Bangladesh–Latvia relations refer to the bilateral relations between Bangladesh and Latvia. Bangladesh was one of the first countries to recognize Latvia in 1991. Diplomatic relations between the two countries officially started on 21 January 1993. Bangladesh has a non resident ambassador in Warsaw. Latvia has a non resident ambassador in New Delhi.

== High level visits ==
Bangladeshi foreign minister Dipu Moni paid an official visit to Riga in 2012.

== Political cooperation ==
In 2006, Latvian Secretary of State of the Ministry of Foreign Affairs, Normans Penke emphasized on the regular bilateral dialogues between the foreign ministries of the two countries to improve the flow of information and to promote the media of both the countries. Two Latvian observers participated in European Commission's delegation to observe the 2008 Bangladeshi general election.

== Educational cooperation ==
In 2003, former Latvian President Vaira Vike-Freiberga termed education sector as one of the first areas of interest to Bangladesh. Bangladesh has proposed to sign an MoU with Latvia for the cooperation on higher education putting major emphasize on science and technology. Besides, both the sides agreed to form partnerships towards undertaking collaborative research, initiating joint degree programs, instituting exchange programs.
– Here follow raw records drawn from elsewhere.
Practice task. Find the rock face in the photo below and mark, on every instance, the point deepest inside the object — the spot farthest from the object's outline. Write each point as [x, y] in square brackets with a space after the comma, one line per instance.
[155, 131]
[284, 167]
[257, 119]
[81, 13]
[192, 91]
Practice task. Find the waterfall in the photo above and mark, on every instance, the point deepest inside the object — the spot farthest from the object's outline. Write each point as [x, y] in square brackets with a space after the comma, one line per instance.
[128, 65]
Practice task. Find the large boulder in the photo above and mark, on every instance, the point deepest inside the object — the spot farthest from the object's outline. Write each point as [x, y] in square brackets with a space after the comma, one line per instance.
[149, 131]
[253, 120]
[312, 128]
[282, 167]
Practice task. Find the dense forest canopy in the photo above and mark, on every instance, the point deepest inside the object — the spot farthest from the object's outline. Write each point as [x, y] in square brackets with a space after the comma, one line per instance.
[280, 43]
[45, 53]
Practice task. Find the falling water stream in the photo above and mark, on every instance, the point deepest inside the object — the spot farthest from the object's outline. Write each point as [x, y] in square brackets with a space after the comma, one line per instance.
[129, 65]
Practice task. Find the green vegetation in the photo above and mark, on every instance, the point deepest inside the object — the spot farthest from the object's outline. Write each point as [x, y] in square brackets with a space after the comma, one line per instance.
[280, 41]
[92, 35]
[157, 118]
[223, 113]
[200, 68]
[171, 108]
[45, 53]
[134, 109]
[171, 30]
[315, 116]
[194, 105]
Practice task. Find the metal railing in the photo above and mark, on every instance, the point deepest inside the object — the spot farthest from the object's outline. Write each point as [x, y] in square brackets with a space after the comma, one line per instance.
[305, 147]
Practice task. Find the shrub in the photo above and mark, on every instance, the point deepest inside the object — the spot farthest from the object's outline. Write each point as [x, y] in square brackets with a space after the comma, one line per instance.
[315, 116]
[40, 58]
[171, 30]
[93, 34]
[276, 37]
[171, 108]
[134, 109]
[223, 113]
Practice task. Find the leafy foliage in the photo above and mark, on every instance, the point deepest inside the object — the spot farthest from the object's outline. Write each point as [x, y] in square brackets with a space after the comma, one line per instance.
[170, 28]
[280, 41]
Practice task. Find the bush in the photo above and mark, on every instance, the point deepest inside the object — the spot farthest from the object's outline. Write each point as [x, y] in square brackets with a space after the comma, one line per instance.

== Economic cooperation ==
Bangladeshi ready made garments, pharmaceutical products, sea foods etc. have been identified as products with huge potential in the Latvian market. Latvia has agreed to send business delegations to Bangladesh for exploring potential ways to increase bilateral trade and investment predominantly in the field of agro-business.

== Agricultural cooperation ==
Bangladesh and Latvia have signed an MoU on cooperation in agriculture sector, having major focus on livestock production, dairying, crop breeding, inland and marine fisheries.
== Diplomatic missions ==
Neither country has a resident ambassador.
- Bangladesh is accredited to Latvia from its embassy in Warsaw, Poland.
- Latvia is accredited to Bangladesh from its embassy in New Delhi, India.